An example of a laser system described in U.S. Pat. No. 7,088,744 consists of a mode-locked diode-pumped solid state (DPSS) laser source that uses a conventional laser gain crystal in a Fabry-Perot optical cavity. A SESAM is employed intracavity to modulate gain. An optional frequency converter may be installed intracavity as well, converting a 1064 nm fundamental wavelength to 532 nm by using a NCPM lithium triborate (LBO) crystal. The output 532 nm laser beam can then be used as a source for another FC stage that converts to a wavelength of 266 nm. This entire process forms a mode-locked UV QCW laser system.
Frequency conversion generally benefits from both high peak powers and tightly focused input beams, both of which increase the intensity of the input and output beams within the nonlinear optical material. One of the most important factors that limit the usefulness of frequency-converted UV laser systems is the lifetime of NLO materials under conditions for UV production. Commercial UV NLO devices of prior art are generally fabricated from BBO and CLBO crystals. These NLO devices are unable to support long term, high-output UV light because of their intrinsic weakness in the presence of moisture. Water reacts with the material's surfaces, and penetrates into its bulk, causing breakdown in high intensity laser beams. This failure mode is addressed in some systems by environmental isolation with hermetic cells, elevated temperatures to reduce water sorption, purging dry gasses, and mechanical devices to shift the position of the crystal relative to the laser beam. Every method attempts to overcome the intrinsic faults of BBO and CLBO and resolve longevity issues of the UV NLO process, but with varying degrees of inadequate success. Thus, there is a need in the art for a UV frequency converter that is impervious to water.

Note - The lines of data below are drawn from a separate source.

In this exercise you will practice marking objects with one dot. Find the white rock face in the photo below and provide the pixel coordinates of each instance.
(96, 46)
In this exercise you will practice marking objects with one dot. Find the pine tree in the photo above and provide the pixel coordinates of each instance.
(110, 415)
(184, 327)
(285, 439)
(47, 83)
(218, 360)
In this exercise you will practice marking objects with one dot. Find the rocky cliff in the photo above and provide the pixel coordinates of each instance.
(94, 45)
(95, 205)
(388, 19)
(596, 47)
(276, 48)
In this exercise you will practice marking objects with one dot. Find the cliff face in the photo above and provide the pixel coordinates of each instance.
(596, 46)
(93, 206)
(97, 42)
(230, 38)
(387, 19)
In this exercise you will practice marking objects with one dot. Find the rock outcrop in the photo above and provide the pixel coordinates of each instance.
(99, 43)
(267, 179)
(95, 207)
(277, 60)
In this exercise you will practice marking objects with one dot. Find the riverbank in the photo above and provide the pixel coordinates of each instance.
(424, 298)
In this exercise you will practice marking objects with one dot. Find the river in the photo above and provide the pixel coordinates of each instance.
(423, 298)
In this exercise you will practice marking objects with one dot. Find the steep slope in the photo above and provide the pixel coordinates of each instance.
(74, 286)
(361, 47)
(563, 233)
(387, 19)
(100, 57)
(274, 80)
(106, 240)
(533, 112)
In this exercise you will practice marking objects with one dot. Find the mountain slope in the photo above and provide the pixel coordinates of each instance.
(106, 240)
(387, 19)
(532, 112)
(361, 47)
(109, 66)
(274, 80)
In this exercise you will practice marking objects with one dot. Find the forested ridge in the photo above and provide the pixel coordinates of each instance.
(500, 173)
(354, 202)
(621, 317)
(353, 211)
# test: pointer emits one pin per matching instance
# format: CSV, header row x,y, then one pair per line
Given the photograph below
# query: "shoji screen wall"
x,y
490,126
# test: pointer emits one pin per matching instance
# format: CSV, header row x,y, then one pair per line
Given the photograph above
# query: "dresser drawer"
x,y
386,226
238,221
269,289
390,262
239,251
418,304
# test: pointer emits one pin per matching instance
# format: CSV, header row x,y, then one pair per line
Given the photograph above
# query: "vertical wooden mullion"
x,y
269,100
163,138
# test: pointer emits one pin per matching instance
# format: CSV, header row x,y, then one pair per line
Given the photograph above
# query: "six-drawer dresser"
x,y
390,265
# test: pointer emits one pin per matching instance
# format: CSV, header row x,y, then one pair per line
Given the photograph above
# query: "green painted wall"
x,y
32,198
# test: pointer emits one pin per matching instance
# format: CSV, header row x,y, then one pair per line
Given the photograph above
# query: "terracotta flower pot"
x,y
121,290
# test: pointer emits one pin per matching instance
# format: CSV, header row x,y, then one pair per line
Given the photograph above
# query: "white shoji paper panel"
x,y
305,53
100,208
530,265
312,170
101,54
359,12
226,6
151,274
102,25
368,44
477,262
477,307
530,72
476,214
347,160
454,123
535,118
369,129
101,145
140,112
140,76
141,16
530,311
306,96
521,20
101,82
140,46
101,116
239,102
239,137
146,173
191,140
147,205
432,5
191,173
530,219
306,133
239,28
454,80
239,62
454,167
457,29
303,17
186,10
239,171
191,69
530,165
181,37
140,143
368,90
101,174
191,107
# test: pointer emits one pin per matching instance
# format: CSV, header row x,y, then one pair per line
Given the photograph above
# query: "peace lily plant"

A related consequence to the hygroscopic nature of BBO and CLBO: these NLO materials are limited in the degree to which they are able to support high intensity radiation. With activation energy supplied by high intensity input beams, surface damage on the polished faces is quickly promoted in the presence of water. The degradation propagates along the beam path into the bulk device, driven by the high intensity laser beam. This phenomenon limits the amount and duration of input laser radiation through the frequency converter. As a result, conversion efficiencies remain well below optimum and device operational lifetimes are significantly compromised.
It has also been demonstrated that FC efficiency in NLO devices to generate UV light reaches a threshold where increased input intensity does not produce the expected UV output energy. This condition is accounted for by a phenomenon of thermal dephasing where optical absorption within the NLO device leads to localized heating; this causes the refractive indices of the material to change with changing temperature and thereby disrupts optimal phase-matching conditions within the device. Thus, there is a need in the art for methods to reduce thermal dephasing.